Last week it emerged that US naval officers have held discussions with Zoltan Istvan of the Transhumanist political party, who is also running as a candidate for the US presidency.
He advocates fitting human beings with technology, including microchips, to boost brain power or enhance physical attributes.
Istvan himself has a microchip in his hand that he uses to give out business cards, send text messages, or start his car.
He told Radio Sputnik that the US navy wanted to discuss the possibility of implanting humans with chips fitted with global positioning (GPS) technology, and said that in the near future many people will want to be fitted with chips.
"I wouldn't be surprised if within ten years 50 percent of Americans have some type of implant, because at the end of the day an implant can reduce the size of your wallet or whatever you carry in your purse by about 30 or 40 percent," Istvan said.
"The US Navy is interested in implants of course because they want to know where their soldiers are in the field, and it's not always useful to have a tracking device strapped onto the wrist or to their clothing."
The technology would enable a tracking device to continue working even if a soldier was wounded or captured by the enemy, Istvan said.

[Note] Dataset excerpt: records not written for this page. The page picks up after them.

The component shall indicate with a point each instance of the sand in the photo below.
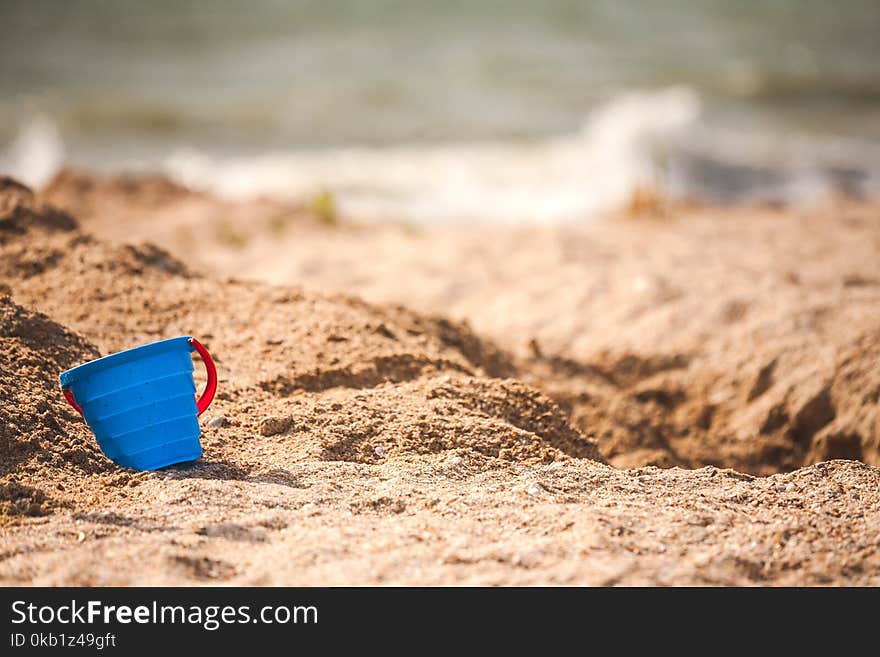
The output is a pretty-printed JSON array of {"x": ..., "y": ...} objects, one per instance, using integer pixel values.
[{"x": 502, "y": 426}]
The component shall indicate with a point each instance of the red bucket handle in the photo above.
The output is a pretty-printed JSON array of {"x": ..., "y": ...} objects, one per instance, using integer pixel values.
[
  {"x": 207, "y": 396},
  {"x": 211, "y": 386}
]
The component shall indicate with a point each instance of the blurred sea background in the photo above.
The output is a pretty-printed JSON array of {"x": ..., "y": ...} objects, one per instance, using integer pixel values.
[{"x": 508, "y": 111}]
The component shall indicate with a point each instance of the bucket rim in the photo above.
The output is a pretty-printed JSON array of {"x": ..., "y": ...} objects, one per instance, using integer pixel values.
[{"x": 74, "y": 374}]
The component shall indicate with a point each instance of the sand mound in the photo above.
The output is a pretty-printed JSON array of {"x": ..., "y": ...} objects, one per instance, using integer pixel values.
[
  {"x": 353, "y": 443},
  {"x": 20, "y": 212},
  {"x": 500, "y": 418},
  {"x": 40, "y": 436}
]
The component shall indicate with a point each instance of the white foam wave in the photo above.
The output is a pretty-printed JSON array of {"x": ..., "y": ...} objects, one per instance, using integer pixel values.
[
  {"x": 36, "y": 153},
  {"x": 556, "y": 179}
]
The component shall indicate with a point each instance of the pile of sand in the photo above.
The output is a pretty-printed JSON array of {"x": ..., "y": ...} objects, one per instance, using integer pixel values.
[
  {"x": 741, "y": 338},
  {"x": 42, "y": 441},
  {"x": 353, "y": 443}
]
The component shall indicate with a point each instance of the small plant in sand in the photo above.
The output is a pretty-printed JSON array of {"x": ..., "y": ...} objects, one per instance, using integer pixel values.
[{"x": 323, "y": 206}]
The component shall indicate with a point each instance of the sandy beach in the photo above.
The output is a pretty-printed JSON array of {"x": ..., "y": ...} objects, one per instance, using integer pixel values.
[{"x": 673, "y": 394}]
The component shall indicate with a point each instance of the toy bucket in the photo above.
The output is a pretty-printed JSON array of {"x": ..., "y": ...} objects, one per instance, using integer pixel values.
[{"x": 140, "y": 403}]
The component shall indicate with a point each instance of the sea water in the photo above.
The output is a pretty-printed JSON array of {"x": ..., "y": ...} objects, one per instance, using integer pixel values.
[{"x": 485, "y": 110}]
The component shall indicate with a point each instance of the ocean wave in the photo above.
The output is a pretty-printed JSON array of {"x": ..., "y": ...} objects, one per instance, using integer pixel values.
[
  {"x": 36, "y": 153},
  {"x": 641, "y": 139},
  {"x": 620, "y": 146}
]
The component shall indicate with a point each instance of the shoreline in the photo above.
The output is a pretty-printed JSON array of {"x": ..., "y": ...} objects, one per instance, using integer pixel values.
[{"x": 459, "y": 437}]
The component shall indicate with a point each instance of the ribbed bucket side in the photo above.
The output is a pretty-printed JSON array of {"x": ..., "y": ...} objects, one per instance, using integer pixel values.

He explained that the navy is also motivated by security concerns, which also raise legal questions.
"But there are some security concerns for the navy. We have civilians going into the military, and chipping yourself is something that has become more common – for example, I have a chip in my hand."
"Do you allow somebody who has just signed up to the service with a chip in them, onto a nuclear base, or should there be some protocol or policy regarding that?"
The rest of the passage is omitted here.